[Pkg-e-devel] More updates
Ross Vandegrift
ross at kallisti.us
Mon Mar 28 15:38:58 UTC 2016
On 03/27/2016 04:28 PM, Martinx - ジェームズ wrote:
> Are you using the following git repos?
>
> https://github.com/rvandegrift/efl.git
> https://github.com/rvandegrift/evas_generic_loaders.git
> https://github.com/rvandegrift/emotion_generic_players.git
> https://github.com/rvandegrift/elementary.git
> https://github.com/rvandegrift/e.git
> https://github.com/rvandegrift/terminology.git
Yes, those are correct.
> I would like to invest sometime this week to build it for Ubuntu Xenial
> and Debian SID.
You should be able to run "gbp buildpackage" from a cloned copy. If you
use git-pbuilder, add --git-pbuilder. I haven't tried Ubuntu, but I
guess it will probably work.
> BTW, I'm seeing that those repositories contains both Enlightenment
> code, and the "debian/" subdir. Can we create independent Git repos only
> for the "debian/" subdirs? Similar with MATE, look:
>
> https://github.com/mate-desktop/debian-packages
>
> And, of course, fully integrated with "git-buildpackage"... Let me know
> what do you think...
No, in my current process, the Enlightenment code and debian/ files are
both required.
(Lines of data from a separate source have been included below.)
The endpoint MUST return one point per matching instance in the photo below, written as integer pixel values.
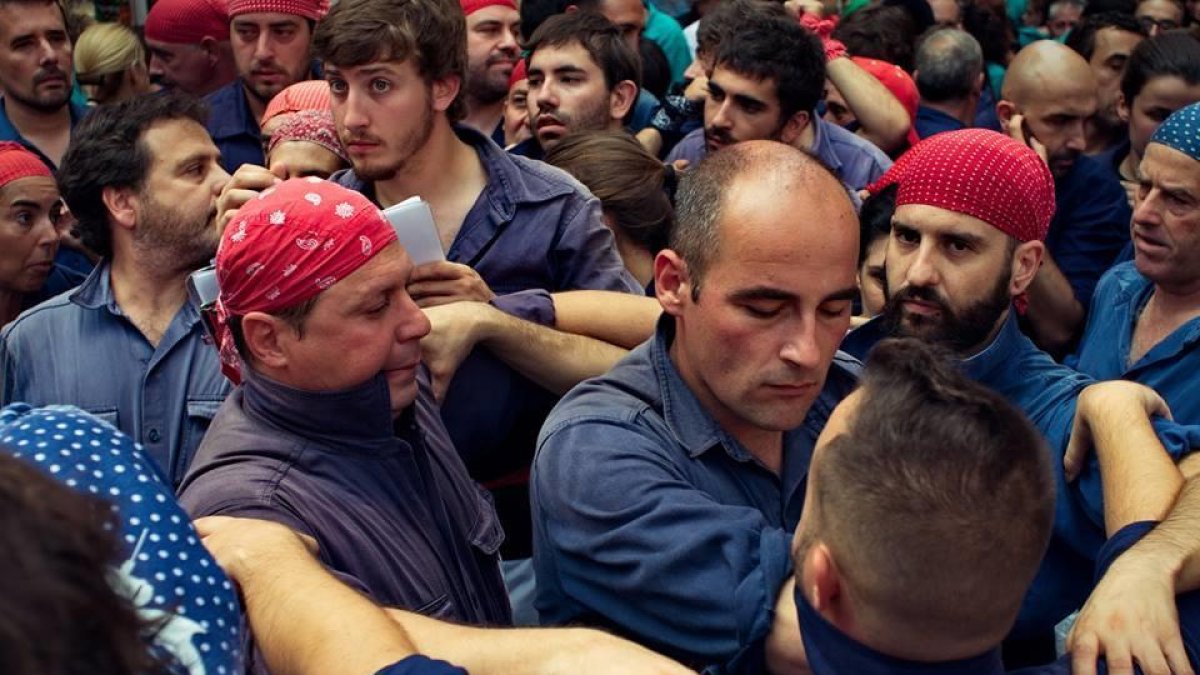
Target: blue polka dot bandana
(1181, 131)
(167, 574)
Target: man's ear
(672, 281)
(1026, 262)
(795, 126)
(622, 99)
(267, 339)
(121, 204)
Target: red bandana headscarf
(285, 248)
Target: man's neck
(149, 297)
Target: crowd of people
(744, 336)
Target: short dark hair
(107, 150)
(939, 472)
(599, 37)
(949, 61)
(880, 33)
(769, 48)
(355, 33)
(1173, 53)
(1083, 37)
(57, 550)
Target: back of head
(949, 63)
(599, 37)
(432, 33)
(57, 550)
(627, 179)
(936, 505)
(1174, 53)
(769, 48)
(106, 150)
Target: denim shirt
(855, 160)
(1090, 226)
(234, 129)
(1170, 368)
(79, 348)
(652, 520)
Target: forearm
(305, 621)
(881, 117)
(1055, 316)
(617, 318)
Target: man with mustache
(972, 210)
(1049, 95)
(143, 178)
(271, 41)
(35, 78)
(493, 28)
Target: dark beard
(961, 332)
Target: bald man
(1049, 93)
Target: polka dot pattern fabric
(979, 173)
(1181, 131)
(168, 573)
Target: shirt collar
(832, 652)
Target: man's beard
(961, 332)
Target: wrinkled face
(177, 205)
(568, 93)
(35, 55)
(271, 51)
(837, 111)
(384, 114)
(948, 276)
(516, 113)
(29, 232)
(363, 326)
(629, 16)
(1111, 52)
(1157, 16)
(1167, 219)
(492, 52)
(1157, 100)
(756, 342)
(741, 108)
(301, 159)
(1056, 118)
(180, 66)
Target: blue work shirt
(931, 120)
(654, 521)
(234, 129)
(1170, 368)
(855, 160)
(1048, 392)
(9, 132)
(79, 348)
(1090, 226)
(166, 573)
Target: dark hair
(880, 33)
(1173, 53)
(627, 179)
(599, 37)
(948, 65)
(935, 472)
(355, 33)
(57, 550)
(107, 150)
(1083, 36)
(727, 19)
(875, 219)
(769, 48)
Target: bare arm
(881, 117)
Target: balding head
(1054, 90)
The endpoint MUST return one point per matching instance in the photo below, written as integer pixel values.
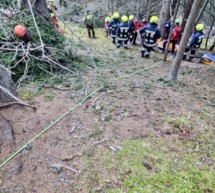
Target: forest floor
(138, 133)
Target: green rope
(47, 128)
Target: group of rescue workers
(126, 31)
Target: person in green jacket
(89, 22)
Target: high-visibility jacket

I'm not using upstream tarball releases, so
git-buildpackage needs the upstream sources & tags to generate the
.orig.tar.gz file.
Here are the reasons I prefer this organization:
1) The resources for a source package are generated from a single repo
2) Builds can be completed automated
3) Many steps of new releases can be automated
3) No need to write/maintain any build scripts, just packaging & config
4) Upstream patches are very easy to find and import since upstream git
is already present.
There are some disadvantages too though:
1) More data to download/store on my workstation
2) some old/inconsistent git-buildpackage docs on the web
3) New releases can conflict with old releases in a way that tarballs
avoid (see README.source)
To me, the advantages outweigh the disadvantages.